Oculus CEO, Palmer Luckey, believes that the PlayStation VR headset is a good device but not as high end as the Oculus Rift and is targeting a different audience.
It’s been a busy week for the folks at Oculus as their first VR headset, the Rift, sold out during their initial pre-order run which came in at a $600 price point. While that price point may have been a lot higher than many fans expected, attention turned to Sony who is expected to launch its PlayStation VR headset with a lower price. Oculus CEO, Palmer Luckey, isn’t worried about the competition however, going as far as saying the companies were targeting different markets and that Sony’s offering isn’t as high end of a product.
I think that there’s not many people who already own a PS4 who don’t own a gaming PC who are going to go out and make that roughly $1,500 all-in investment in the Rift. It really is a separate market. They’re bringing virtual reality to a different group of people who I don’t think were ever really a part of our market anyway.
It’s also worth noting that their headset isn’t quite as high-end as ours — it’s still, I think, a good headset — and the PlayStation 4 is not nearly as powerful as our recommended spec for a PC.

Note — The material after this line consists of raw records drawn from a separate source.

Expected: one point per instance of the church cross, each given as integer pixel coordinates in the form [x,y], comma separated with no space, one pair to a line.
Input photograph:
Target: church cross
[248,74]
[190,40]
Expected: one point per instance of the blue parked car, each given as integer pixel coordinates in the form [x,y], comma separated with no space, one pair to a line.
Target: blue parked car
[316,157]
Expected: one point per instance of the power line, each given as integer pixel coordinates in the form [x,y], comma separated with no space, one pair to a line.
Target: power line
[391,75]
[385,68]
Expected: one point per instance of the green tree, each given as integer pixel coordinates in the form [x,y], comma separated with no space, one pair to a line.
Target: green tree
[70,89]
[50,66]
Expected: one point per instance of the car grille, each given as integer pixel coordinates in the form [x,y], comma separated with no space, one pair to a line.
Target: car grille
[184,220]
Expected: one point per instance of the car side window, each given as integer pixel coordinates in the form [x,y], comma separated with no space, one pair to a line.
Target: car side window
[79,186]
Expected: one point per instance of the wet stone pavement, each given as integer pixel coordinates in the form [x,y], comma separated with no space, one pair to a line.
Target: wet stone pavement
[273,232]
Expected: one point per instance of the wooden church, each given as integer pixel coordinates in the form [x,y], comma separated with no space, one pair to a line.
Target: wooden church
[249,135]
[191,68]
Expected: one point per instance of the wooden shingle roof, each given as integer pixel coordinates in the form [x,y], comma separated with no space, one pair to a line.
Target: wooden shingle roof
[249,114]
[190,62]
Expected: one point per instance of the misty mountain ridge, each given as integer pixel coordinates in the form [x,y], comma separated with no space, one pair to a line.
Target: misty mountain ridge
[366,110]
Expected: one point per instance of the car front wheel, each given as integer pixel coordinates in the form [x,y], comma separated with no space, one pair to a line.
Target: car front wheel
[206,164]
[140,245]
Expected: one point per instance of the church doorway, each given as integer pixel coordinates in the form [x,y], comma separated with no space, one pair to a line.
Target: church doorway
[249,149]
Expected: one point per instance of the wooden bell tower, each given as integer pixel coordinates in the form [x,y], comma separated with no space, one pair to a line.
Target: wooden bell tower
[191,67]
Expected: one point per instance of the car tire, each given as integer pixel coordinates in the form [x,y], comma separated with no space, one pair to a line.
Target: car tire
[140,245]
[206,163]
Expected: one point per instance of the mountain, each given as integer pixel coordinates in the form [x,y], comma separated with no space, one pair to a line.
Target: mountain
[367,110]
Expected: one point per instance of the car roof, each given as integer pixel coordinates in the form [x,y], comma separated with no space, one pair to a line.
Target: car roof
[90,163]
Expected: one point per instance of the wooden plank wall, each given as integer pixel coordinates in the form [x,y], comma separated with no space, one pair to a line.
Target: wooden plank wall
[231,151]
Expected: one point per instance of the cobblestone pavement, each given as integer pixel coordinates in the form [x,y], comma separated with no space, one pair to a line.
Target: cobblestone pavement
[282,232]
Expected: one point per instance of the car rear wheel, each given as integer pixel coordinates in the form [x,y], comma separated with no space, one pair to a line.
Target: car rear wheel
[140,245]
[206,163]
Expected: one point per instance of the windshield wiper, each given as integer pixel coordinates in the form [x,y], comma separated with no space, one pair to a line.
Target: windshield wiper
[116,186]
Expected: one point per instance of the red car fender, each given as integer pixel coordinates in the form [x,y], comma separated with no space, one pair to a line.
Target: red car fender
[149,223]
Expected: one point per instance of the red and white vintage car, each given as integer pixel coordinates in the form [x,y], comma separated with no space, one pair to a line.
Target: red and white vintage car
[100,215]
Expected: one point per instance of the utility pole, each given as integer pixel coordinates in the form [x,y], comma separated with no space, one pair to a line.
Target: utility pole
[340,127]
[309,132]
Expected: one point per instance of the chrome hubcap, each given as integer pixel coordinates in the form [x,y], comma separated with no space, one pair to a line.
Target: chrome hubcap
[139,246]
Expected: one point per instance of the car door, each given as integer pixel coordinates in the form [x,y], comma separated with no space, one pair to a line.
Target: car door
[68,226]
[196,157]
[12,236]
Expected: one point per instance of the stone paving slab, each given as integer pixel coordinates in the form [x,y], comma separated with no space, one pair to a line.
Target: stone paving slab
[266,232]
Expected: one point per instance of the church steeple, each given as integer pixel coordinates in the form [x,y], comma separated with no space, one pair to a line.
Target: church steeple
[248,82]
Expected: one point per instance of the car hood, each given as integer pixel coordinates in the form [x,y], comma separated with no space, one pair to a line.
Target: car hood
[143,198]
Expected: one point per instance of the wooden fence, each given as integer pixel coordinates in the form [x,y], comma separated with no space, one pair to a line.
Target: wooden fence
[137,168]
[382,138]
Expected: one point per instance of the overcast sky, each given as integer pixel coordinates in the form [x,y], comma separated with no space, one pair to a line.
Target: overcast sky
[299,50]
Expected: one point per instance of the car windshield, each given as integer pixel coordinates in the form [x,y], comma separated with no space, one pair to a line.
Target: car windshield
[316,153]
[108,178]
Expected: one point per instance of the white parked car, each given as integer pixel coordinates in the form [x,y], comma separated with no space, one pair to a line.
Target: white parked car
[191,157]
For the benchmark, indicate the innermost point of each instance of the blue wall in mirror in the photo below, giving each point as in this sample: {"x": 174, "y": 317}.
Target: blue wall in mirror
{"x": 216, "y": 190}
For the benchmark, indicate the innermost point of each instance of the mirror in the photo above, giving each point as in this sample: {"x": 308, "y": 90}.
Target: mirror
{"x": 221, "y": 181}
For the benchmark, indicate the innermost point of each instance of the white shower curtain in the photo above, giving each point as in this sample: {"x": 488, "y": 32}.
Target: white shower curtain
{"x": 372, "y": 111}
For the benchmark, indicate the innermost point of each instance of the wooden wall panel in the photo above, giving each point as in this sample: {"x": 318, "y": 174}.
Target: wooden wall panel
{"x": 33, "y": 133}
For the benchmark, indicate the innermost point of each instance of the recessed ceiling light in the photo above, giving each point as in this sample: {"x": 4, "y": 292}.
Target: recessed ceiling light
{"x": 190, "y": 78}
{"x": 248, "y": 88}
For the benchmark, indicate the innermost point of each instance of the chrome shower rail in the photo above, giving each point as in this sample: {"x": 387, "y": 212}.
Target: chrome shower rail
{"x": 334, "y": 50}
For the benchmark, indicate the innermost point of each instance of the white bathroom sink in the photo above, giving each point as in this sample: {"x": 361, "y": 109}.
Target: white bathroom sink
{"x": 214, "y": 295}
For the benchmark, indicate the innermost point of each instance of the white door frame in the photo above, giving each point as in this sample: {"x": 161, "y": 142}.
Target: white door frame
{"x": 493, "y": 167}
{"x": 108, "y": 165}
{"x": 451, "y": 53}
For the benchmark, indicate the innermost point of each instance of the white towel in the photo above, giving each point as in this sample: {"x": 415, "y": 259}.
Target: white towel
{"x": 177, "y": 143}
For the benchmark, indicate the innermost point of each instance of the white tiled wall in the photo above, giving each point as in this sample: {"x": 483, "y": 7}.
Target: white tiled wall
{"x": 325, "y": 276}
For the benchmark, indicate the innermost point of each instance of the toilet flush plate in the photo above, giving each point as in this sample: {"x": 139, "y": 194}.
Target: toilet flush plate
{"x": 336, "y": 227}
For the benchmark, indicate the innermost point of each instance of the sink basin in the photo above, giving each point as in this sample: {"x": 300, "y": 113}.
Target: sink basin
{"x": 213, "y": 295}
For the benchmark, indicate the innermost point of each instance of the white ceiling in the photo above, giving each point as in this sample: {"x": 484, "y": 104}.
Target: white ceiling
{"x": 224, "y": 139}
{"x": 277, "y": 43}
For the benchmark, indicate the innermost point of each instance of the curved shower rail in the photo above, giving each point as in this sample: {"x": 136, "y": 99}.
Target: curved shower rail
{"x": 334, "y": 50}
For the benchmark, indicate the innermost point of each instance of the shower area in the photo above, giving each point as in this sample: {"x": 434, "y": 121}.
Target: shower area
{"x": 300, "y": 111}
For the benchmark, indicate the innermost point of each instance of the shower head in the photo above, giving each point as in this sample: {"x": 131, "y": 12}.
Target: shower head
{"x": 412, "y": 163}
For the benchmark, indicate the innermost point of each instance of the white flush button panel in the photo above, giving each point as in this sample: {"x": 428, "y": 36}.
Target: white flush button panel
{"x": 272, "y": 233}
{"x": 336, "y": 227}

Luckey did have a few positive things to say about Sony however, stating that the overall struggle wasn’t Oculus versus Sony, instead that both companies shared the same goals of trying to convince the public that putting something on your head in order to experience virtual reality is worth adopting. Oculus had even invited Sony in to see the Rift prior to their Kickstarter campaign, so Luckey is confident that Sony won’t release a product that may damage the market for everyone.
As many people found out last week, consumers will also need to have a computer capable of running the Oculus Rift, putting the buy-in cost of the Oculus technology much higher than the $600 it costs for just the headset. This news caused quite a stir when it was first revealed, even prompting Luckey to issue an apology to those fans that believed the price would be lower. The PlayStation VR on the other hand is completely compatible with the PlayStation 4, which cuts the cost considerably as consumers would only need to purchase the headset instead of a powerful PC as well.
It’s because of these price differences that Luckey believes the two companies are targeting different markets, going as far as saying PlayStation VR enthusiasts were never part of their target audience anyway. The lower price point could be good for virtual reality as a whole however, as the PlayStation VR headset would conceivably allow those people turned off by the high Oculus Rift price to still jump in at a much lower cost.
Are you an early adopted of VR or are you going to wait and see how both pan out before making a decision? Let us know in the comments.
The Oculus Rift and PlayStation VR are expected to be released to the public in the first half of 2016.